Mein ersten Versuch, die Burg Hohenzollern über den Wolken schwebend zu fotografieren, startete als ich eines Nachmittags beim Blick auf verschiedene Webcams feststellte, dass sich der Hohenzollern gerade kurz über dem Nebelmeer befand. Also bin ich schnell ins Auto gesprungen um die langersehnte Aufnahme zu bekommen. Wie so oft in der Naturfotografie lief nicht alles genau nach Plan. Zwar ist dieses Motiv der Schwäbischen Alb schon „totfotografiert“ und die schönen Pastelltöne des Sonnenaufgangs hätte ich auch nicht gehabt, aber ich hätte zumindest ein Bild mit der verschneiten Burg im Nebel machen können – aus dem Auto ausgestiegen bin ich dort nach über eine Stunde Fahrtzeit allerdings im diesigen Sonnenschein… Naja, es wäre schon ein großer Zufall gewesen, wenn das Vorhaben schon im ersten Anlauf geglückt wäre.

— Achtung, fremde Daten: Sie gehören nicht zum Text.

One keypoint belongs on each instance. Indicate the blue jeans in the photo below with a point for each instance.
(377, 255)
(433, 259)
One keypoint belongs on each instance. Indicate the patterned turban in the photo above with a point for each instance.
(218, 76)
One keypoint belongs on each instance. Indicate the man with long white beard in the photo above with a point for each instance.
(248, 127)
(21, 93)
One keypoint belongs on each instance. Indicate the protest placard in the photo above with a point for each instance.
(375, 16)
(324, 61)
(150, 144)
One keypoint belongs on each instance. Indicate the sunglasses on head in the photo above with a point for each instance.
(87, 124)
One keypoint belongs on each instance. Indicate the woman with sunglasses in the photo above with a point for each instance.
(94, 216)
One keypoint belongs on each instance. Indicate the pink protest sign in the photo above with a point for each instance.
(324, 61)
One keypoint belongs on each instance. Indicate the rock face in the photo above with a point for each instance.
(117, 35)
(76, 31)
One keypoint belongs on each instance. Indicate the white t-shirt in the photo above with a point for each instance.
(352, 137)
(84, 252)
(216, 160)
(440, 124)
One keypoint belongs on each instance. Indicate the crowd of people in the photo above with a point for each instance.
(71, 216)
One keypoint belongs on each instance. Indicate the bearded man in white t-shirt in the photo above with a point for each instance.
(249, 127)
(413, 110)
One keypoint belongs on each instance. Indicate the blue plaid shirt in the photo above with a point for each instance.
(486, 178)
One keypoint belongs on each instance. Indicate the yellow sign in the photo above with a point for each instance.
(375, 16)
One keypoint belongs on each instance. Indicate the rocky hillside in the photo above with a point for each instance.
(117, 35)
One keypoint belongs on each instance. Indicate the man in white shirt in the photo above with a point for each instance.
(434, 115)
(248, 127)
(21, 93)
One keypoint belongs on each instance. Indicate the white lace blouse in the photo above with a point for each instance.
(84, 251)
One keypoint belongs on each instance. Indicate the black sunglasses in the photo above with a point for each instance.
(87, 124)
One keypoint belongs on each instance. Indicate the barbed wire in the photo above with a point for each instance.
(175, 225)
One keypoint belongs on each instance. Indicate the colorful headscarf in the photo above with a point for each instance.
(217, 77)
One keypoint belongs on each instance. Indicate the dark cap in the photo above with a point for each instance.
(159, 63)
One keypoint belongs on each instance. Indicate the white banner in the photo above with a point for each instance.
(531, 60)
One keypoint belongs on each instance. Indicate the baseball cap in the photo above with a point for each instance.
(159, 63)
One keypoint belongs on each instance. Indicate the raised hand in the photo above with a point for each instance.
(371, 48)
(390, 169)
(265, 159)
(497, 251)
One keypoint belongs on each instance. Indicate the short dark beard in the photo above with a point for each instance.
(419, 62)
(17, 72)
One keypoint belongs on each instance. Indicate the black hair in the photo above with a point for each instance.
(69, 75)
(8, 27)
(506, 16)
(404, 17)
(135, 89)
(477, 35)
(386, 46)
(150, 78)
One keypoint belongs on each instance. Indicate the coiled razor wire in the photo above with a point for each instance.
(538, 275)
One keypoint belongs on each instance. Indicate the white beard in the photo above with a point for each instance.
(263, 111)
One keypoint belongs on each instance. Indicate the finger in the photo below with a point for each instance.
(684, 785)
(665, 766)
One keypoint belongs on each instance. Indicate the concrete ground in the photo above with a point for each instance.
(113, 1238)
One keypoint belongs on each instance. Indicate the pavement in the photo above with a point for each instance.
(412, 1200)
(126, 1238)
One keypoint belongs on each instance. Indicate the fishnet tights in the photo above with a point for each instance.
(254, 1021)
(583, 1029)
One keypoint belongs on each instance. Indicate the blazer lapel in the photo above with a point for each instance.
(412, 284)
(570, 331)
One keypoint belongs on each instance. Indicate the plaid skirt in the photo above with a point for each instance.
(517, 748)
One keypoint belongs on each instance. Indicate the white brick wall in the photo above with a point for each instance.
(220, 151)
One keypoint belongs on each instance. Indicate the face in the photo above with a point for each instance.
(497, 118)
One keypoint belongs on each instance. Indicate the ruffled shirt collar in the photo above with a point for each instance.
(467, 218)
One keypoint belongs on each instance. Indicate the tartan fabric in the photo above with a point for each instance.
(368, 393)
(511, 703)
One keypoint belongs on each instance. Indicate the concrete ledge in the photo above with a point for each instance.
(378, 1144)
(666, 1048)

Für die richtige Stimmung, die perfekte Menge an Schnee, das passende Licht, usw. muss man in der Landschaftsfotografie in den meisten Fällen schon mehrmals die gleichen Stellen aufsuchen. Und tatsächlich schon beim nächsten Versuch im darauffolgenden Herbst hatte ich ja einen Volltreffer 😉

Da ich aber nun mal schon vor Ort war, wanderte ich durch die verschneite Gegend und fotografierte andere Motive, um schließlich auf der anderen Seite des Berges festzustellen, dass der Sonnenuntergang vielleicht doch gar nicht so schlecht werden würde. Also blieb mir nichts anderes übrig als in einem zwei Kilometer Sprint durch den Tiefschnee wieder zurück zum Aussichtspunkt zu rennen, um wenigstens noch ein Paar Aufnahmen vom Hohenzollern zu bekommen. Wie so oft bewahrheitete sich die Erkenntnis, dass Landschaftsaufnahmen, obwohl sich die Motive nicht bewegen, sportlich gesehen, doch am anstrengendsten sind.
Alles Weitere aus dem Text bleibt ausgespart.